I’ll never forget her face. She was unable to control her visceral reaction, which manifested in a downwards look of disgust, like I had just dropped my brand new Levi 501s and curled out a huge footlong turd right in front of her.
She declared that no, she was okay, she didn’t want to go and see Detective Pikachu with me, and made her exit from the conversation.
I played it off to my co-workers within earshot that I wasn’t bothered, but inside I was fucking pissed. She owned a chihuahua—was that not like a fucking in-real-life Pokémon? Didn’t she like cute little creatures?
This movie was full of them. I decided she was a fake fan of small cute creatures, even though she owned one.
I later made a couple of jokes about stealing her chihuahua since she didn’t like Pokémon, but they went down poorly, and I realized the whole effort was a lost cause.

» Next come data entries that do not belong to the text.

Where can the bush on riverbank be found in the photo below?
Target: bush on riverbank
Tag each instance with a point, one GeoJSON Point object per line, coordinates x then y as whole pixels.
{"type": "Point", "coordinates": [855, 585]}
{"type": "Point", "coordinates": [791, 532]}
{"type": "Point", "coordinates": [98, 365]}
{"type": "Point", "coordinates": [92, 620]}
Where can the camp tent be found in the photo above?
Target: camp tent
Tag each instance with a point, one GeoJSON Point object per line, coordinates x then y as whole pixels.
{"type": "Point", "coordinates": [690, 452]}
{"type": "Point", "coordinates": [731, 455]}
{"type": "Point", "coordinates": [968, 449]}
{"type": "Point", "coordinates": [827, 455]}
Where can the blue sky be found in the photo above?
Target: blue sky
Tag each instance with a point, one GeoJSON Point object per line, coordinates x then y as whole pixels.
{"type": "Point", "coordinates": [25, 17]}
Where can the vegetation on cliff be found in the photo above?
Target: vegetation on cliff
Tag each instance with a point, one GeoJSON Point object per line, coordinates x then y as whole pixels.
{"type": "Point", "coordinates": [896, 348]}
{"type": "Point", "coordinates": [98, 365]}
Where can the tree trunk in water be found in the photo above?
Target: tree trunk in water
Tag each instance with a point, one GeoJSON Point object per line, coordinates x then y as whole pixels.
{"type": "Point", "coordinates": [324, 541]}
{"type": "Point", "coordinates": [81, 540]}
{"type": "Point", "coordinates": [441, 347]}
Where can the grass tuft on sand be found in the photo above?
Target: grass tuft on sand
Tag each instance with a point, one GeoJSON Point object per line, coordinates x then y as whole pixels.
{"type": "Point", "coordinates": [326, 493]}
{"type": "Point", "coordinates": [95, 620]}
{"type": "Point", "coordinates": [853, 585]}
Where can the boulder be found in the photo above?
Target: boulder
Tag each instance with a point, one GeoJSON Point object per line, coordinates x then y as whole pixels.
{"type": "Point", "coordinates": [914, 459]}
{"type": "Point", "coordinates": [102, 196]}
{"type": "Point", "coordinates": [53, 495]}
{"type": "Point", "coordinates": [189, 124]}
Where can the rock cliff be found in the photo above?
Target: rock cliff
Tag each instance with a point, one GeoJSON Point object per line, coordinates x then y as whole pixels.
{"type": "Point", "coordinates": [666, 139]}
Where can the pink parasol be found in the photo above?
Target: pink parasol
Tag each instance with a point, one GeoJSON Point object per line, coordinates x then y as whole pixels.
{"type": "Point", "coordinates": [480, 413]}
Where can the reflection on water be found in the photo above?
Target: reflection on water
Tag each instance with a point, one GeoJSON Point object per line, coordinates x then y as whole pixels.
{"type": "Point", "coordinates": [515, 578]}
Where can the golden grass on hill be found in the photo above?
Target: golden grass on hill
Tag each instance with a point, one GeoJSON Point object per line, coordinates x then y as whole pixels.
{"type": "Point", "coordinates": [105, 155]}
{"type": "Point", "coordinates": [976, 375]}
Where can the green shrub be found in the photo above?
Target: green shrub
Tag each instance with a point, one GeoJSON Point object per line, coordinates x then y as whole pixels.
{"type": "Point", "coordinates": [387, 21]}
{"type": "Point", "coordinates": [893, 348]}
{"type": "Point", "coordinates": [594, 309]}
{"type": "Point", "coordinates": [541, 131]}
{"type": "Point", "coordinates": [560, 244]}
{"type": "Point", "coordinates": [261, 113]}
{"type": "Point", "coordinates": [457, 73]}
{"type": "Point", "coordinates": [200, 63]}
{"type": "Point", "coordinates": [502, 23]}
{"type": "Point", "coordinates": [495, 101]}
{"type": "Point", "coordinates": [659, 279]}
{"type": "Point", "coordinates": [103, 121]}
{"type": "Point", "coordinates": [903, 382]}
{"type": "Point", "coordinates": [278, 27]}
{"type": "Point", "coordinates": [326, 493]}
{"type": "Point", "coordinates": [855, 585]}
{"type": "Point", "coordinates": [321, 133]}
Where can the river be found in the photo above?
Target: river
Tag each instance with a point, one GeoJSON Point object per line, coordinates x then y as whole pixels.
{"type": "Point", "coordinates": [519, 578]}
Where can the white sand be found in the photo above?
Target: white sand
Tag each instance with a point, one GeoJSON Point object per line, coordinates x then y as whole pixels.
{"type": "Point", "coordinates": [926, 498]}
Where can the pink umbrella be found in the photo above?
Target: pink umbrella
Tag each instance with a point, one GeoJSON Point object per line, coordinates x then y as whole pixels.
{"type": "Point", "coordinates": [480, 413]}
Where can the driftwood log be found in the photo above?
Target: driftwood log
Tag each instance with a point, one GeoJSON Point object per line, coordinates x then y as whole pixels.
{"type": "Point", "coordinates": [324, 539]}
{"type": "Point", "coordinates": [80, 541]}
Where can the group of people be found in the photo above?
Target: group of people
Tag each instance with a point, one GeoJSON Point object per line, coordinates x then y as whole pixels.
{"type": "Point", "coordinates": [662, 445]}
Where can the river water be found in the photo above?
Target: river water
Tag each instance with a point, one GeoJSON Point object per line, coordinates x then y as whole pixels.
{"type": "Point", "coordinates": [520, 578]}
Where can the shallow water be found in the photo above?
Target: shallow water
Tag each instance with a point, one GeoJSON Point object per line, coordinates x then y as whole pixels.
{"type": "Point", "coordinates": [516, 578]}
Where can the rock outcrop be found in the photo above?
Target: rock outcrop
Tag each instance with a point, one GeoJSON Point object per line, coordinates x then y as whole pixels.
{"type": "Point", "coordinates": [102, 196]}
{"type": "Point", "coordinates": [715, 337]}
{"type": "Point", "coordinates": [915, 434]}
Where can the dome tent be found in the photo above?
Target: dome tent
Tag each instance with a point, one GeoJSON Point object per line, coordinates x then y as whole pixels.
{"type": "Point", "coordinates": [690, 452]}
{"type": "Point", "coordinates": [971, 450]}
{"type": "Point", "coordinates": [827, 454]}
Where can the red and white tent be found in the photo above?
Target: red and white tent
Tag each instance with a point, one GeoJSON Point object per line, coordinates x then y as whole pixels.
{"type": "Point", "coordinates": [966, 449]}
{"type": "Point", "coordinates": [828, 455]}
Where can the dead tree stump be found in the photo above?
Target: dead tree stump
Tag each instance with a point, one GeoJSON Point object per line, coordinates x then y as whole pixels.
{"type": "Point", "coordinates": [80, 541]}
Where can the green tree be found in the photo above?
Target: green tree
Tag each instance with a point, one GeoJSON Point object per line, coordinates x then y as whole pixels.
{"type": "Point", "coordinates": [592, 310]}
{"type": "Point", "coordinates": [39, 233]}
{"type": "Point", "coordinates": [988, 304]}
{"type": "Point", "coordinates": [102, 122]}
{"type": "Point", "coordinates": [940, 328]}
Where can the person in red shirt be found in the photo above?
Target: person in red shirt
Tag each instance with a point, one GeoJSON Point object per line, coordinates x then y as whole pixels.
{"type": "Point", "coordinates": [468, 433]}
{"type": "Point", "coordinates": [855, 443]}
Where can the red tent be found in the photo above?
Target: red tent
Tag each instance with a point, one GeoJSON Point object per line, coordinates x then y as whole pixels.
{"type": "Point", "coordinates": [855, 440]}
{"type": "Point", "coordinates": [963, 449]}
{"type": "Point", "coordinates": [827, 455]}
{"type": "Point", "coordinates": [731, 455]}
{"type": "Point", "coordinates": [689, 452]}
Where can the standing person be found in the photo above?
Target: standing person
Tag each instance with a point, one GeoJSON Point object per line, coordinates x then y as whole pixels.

I had been rejected—my first advance towards a woman in months, the first of my sobriety—and it had ended in total calamity.
I decided to send a few photos of this girl to some group chats I was in, to try and gauge where I went wrong. Was she out of my league? Was I out of her league? Should I have tried my luck with this girl?
The results were inconclusive, and mostly people just edited the photo in horrible ways and called her a cunt.
One guy kept adding height to her forehead and then posting the pic, a bit more each time, until it towered over her like one of the Twin Towers. He kept going until it breached the earth’s atmosphere and reached past the moon.
It was extremely funny, and good editing on his part.
In the final image he posted, the forehead had reached heaven and God was refusing it entry on the grounds that the girl had rejected my invitation to view Detective Pikachu.
The guy must’ve done at least five very high-effort edits of the same post. That’s a real fucking friend right there.
I quit the job when one of the managers hid in the beer cellar and drank alcohol while it was really busy in the restaurant itself. She was probably being paid twice my wage, and while I was running the restaurant and doing her job, she was drinking fucking Aperol Spritz and pretending to stocktake while just playing on her phone.
I had changed—irrevocably—though the supposed big bad hospitality industry hadn’t. It was still as shit as it had ever been.
I also still haven’t watched Detective Pikachu to this day. I haven’t been able to bring myself to.